Distributors can and should expand to fill gaps in device training and actively support the work of providers and health plans. This innovative approach holds great promise for ensuring a smooth patient journey and allowing people with type 2 diabetes to live healthier lives.

The Complex Challenges of Managing Diabetes in Today’s Healthcare Environment

People with diabetes often interact with multiple healthcare providers, including a primary care physician, endocrinologist, dietician, and diabetes educator. Each stakeholder has a role to play. However, it can be challenging to coordinate care, particularly around advancing patient self-management skills. This can lead to less than optimal patient outcomes and satisfaction.

Without true coordination of care, patients can receive conflicting information or simply be overwhelmed with feedback and ideas from providers, payers, device manufacturers, pharmacists, and other members of the care team.

For example, some patients may be overwhelmed with the thought of installing and using a new device. They could just put the newly delivered box in a cupboard and close the door. If no one follows the integration, the expensive device can simply sit idle.

Patients deserve options to control their diabetes. Education about new supplies and devices should come from a trusted source who knows when new devices have been prescribed and how patients can best learn to use diabetes technology and management tools.

Leverage distributors to deliver device training in the right place at the right time

Distributors may not be a priority when considering another proactive diabetes management partner, but there are several clear reasons why they should be more involved in onboarding, education and support.

On the one hand, there is a worrying shortage of clinicians providing diabetes care. Even before the Covid-19 pandemic which led to burnout of healthcare workers, the country faced a shortfall of 2,700 diabetes specialists by 2025 and 48,000 primary care physicians by 2025. 2034.

It will be essential to support the remaining workforce in any way possible. Distributors of supplies and devices have the knowledge, resources, and bandwidth to augment the work of overburdened clinicians.

Distributors typically interact with patients between 10 and 15 times per year, starting from the first moment of diagnosis. Each of these touchpoints is an opportunity to provide real-time device training, offer education on self-management techniques and the importance of treatment adherence, and relay critical information to providers. health care.

Bringing in an established and trusted entity to unite the continuum of care and proactively address gaps in patient care will be crucial, especially as value-based care arrangements continue to expand and that the responsibility for holistic and coordinated care increases.

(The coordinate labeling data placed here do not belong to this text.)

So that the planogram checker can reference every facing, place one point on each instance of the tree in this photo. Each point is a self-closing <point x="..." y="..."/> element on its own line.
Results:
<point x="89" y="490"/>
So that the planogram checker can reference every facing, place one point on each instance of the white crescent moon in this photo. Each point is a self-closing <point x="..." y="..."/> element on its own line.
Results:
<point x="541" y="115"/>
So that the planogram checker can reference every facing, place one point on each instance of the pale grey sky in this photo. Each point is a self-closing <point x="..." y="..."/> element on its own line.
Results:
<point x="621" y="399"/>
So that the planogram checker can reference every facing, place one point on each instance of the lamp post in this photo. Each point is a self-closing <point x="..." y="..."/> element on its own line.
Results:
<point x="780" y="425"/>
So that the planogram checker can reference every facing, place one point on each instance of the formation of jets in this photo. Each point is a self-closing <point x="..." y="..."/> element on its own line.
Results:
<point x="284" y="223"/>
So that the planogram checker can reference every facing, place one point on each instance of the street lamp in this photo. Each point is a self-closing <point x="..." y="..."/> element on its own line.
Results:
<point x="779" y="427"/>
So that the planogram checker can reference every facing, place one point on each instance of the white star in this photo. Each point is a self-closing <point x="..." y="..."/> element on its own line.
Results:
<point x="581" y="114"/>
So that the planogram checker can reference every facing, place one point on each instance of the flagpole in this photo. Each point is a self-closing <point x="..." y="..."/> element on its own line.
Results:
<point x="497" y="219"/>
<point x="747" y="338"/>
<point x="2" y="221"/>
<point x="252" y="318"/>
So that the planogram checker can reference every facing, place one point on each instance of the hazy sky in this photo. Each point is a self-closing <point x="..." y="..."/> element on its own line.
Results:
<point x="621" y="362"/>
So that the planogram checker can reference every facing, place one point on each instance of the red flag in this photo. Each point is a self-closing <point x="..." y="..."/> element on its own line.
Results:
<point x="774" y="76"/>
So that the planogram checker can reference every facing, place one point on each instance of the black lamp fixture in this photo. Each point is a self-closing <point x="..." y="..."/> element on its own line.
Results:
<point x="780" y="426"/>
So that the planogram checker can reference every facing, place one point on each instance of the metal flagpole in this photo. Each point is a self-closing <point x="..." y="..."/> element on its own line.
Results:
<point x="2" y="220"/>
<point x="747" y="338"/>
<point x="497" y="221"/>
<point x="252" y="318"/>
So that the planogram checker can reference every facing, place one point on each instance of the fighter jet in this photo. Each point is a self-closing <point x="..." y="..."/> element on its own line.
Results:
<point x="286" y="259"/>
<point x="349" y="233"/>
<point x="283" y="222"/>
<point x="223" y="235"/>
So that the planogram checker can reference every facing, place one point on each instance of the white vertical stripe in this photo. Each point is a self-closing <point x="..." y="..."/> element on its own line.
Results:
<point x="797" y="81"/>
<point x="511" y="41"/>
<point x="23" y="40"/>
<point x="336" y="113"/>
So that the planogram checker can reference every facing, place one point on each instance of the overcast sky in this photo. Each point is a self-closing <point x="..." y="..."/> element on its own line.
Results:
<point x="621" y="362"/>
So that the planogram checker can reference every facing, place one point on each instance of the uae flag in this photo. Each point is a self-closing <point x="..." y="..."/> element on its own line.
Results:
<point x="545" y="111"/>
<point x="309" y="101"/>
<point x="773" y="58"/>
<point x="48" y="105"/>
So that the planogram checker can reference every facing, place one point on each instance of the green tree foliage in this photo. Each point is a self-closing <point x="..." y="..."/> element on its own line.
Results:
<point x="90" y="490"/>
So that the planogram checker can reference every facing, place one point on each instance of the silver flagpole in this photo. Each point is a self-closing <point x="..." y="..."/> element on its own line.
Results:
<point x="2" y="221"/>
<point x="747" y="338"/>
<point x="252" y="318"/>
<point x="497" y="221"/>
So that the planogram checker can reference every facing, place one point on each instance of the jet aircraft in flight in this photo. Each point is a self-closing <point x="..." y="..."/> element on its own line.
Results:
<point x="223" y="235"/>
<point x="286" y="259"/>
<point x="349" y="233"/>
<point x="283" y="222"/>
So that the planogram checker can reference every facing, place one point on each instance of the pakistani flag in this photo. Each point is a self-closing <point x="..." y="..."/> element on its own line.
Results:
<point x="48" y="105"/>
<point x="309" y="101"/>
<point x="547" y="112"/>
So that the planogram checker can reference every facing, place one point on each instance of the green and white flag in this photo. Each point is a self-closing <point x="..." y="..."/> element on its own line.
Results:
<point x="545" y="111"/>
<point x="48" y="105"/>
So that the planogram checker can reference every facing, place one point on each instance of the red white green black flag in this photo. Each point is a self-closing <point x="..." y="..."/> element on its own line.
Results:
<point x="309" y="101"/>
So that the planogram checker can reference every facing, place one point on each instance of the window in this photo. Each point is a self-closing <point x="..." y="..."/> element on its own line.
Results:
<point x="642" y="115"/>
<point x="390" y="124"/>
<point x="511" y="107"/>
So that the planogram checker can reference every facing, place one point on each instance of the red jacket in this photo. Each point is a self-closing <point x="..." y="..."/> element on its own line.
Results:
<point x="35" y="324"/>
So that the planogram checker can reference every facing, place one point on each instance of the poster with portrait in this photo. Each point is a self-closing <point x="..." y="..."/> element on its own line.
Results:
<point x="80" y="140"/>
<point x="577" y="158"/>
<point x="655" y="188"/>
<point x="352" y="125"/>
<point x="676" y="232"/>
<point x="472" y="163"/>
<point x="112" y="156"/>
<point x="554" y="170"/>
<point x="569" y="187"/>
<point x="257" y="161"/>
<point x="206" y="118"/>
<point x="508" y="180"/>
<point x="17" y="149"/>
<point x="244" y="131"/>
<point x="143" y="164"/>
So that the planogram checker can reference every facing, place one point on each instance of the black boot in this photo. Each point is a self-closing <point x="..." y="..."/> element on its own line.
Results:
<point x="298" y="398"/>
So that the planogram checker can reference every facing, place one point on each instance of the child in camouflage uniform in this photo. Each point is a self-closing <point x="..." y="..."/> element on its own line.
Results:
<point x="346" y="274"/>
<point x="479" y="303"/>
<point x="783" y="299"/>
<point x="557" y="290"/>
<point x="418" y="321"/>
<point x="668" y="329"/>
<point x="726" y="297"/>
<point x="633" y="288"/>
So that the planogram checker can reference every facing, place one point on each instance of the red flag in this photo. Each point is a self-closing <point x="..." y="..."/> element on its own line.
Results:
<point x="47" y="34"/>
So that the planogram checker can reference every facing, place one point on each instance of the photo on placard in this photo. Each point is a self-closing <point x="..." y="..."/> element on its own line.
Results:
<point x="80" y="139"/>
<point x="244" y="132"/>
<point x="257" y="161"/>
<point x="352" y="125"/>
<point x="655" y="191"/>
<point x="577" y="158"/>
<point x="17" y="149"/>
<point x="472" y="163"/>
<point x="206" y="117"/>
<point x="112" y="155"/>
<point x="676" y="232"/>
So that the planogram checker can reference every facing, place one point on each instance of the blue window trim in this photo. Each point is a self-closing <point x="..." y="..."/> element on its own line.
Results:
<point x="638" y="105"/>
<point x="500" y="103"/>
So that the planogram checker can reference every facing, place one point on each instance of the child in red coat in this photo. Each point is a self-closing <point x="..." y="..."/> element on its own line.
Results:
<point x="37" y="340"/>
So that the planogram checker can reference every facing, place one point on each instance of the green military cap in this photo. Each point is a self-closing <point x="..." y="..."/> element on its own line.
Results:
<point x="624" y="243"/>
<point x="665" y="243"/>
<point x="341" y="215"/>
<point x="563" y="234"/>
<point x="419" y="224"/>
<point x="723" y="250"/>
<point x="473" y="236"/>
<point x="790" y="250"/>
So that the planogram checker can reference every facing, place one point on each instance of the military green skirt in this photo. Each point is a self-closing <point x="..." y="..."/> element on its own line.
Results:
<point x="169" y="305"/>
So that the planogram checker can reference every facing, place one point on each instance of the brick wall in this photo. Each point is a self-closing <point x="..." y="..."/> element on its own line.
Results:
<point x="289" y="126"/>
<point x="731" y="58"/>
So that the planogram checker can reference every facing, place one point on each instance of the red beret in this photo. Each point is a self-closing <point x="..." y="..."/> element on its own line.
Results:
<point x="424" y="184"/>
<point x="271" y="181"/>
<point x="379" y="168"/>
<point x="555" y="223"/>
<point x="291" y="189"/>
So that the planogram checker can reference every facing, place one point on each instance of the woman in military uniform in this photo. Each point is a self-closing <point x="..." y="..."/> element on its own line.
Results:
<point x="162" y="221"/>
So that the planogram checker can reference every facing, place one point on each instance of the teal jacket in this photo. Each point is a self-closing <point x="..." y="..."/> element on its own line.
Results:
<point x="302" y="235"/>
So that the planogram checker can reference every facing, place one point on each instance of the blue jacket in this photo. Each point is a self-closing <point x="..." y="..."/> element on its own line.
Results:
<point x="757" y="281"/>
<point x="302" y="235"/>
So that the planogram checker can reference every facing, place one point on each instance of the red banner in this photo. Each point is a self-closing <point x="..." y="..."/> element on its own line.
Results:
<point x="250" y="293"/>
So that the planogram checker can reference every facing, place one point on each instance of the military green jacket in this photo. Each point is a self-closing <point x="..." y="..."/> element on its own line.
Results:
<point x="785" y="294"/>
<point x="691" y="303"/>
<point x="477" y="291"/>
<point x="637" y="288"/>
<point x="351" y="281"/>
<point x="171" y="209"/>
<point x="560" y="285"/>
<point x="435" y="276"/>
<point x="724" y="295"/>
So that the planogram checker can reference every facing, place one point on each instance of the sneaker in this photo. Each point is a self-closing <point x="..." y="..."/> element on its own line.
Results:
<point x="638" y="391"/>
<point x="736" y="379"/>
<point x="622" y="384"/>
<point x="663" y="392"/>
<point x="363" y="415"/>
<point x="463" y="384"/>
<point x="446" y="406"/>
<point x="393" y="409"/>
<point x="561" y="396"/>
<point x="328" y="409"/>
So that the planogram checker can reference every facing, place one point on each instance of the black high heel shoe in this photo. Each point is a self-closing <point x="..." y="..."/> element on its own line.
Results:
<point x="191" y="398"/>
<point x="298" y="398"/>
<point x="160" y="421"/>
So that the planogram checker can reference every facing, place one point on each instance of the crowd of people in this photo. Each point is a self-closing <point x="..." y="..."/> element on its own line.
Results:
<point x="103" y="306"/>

A call for more involvement from the distributor community

Distributors have a promising and exciting opportunity to step into a new role in diabetes care. These companies sit at the crossroads of clinical, payer and consumer environments, perfectly positioned to build stronger connections between the three groups and help individuals navigate the complex healthcare system.

A number of distributors are already taking advantage of this opportunity by engaging accredited clinicians to inform their next steps and developing patient-friendly educational programs to better balance the use of digital tools with the human side of the patient journey. diabetes.

The key to making these efforts as effective as possible is to close the feedback loop between primary care providers, payers, pharmacies, device manufacturers and specialists. This will require continued investment in data interoperability and care coordination workflows. While it’s not easy, sharing information is worth it and essential to creating better patient experiences and outcomes.

Increased involvement of supply and device vendors can go a long way in supporting patients using diabetes technologies and other complex therapies and ensuring long-term adherence.

By expanding the education and support team to include distributors of supplies and devices, patients will be better able to access the tools and knowledge they need to effectively manage their health.